After six years of providing millions of dollars in financial aid, the Inter-American Development Bank (IDB) is disappointed in the state of Guyana’s court system. In one of its latest reports, the IDB highlighted that Guyana suffers from low human capital, which is reflected in the judicial system. The Bank said that it is difficult to attract well-qualified people to the judicial system given low wages and very few (if any) incentives. It said that this has resulted in slow and delayed justice with a backlog of cases and pre-trial detentions that can last up to four years.
The Bank pointed out that Magistrate Courts in the interior districts are held every three months, as there is currently only one magistrate assigned to these courts. It said that one of the magistrates noted that those coming before the court are not always from the area; therefore cases need to be tended to expeditiously.
Compounding this issue, the IDB said, is the fact that people in the interior are a bit nomadic, which creates serious issues for the availability of witnesses to testify in court. It was also noted that the interior courts tend to get blamed for the backlog in cases but sometimes the lawyers’ tactics of frequent and unnecessary adjournments and prosecutors’ tactics of padding their witness lists are contributing factors to delayed justice and a clogged court system.
Further to this, the financial institution said that there is a legal aid program in Guyana, but it does not extend to remote rural areas; therefore, accused persons in these locations have to find and pay for defense lawyers out of pocket.
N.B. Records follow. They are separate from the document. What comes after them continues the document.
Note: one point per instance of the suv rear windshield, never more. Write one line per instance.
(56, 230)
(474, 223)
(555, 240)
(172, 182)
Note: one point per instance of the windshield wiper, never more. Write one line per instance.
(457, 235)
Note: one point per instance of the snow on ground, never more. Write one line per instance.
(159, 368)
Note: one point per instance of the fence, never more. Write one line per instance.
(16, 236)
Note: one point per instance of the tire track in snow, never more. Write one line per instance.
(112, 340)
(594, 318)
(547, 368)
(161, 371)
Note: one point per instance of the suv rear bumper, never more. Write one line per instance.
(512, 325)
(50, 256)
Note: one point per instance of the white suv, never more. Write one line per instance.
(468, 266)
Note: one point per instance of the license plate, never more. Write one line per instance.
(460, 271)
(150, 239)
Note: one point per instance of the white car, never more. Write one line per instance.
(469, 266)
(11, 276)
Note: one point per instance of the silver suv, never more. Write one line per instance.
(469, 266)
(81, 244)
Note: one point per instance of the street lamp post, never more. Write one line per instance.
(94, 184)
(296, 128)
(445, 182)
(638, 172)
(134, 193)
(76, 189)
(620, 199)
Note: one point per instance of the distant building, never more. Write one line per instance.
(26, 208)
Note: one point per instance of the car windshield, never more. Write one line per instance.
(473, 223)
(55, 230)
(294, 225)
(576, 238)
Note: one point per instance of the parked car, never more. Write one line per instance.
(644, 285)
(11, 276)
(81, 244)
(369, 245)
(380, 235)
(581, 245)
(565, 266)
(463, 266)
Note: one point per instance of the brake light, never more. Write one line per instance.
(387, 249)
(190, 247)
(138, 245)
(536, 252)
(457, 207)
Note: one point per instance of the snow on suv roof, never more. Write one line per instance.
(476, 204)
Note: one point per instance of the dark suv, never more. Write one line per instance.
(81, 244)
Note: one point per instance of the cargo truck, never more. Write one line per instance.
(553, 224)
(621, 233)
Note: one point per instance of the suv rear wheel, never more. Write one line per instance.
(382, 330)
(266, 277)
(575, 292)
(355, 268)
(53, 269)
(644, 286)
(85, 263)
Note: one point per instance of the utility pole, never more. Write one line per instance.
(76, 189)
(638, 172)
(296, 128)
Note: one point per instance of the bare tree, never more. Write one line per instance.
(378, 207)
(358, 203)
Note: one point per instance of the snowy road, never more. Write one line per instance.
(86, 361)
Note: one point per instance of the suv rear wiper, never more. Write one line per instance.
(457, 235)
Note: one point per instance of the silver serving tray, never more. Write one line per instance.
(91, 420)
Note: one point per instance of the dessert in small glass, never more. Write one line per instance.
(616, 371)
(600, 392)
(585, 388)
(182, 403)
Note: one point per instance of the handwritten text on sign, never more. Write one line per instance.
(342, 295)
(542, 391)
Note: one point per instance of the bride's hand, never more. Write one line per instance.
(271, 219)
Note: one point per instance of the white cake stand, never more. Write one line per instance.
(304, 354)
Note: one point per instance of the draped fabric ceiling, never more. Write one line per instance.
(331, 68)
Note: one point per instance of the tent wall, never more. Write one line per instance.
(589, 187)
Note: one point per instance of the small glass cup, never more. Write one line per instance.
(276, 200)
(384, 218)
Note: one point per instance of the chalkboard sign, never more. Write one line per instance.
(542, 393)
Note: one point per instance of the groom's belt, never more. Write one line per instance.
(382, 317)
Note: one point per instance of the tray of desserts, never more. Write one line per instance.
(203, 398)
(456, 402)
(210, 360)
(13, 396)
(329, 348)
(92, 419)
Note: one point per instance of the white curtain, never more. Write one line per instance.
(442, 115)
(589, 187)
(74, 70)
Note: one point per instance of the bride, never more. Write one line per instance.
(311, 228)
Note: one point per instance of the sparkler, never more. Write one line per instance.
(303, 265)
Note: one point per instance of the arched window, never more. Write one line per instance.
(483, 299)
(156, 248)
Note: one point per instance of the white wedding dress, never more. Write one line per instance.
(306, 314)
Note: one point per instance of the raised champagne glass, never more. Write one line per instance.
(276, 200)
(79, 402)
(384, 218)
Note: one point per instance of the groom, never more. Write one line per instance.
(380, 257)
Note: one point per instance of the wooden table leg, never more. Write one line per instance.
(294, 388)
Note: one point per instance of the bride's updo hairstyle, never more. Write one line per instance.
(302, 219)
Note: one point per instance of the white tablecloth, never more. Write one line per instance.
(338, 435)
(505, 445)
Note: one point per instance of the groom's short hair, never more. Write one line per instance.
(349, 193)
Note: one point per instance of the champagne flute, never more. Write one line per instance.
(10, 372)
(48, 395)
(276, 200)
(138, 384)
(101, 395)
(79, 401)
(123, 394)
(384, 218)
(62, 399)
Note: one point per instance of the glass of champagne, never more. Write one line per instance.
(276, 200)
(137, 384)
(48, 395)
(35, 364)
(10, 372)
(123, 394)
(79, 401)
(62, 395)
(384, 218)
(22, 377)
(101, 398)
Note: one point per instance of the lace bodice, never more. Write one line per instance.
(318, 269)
The Bank pointed out that bail must be recovered in Georgetown and sometimes the monies to be recovered were less than the cost of traveling to Georgetown, so often people do not bother to recover it.
Additionally , the IDB noted that the Attorney General, whose office coordinates the administration of justice in Guyana, asked USAID for support to assess the entire justice sector, including the public prosecutor, police, police prosecutors, the judiciary, and prisons to see how they can improve the systems as the new coalition government works “to restore the rule of law in Guyana.” The IDB said that improvements need to be made as soon as possible since “the system is in a terrible state.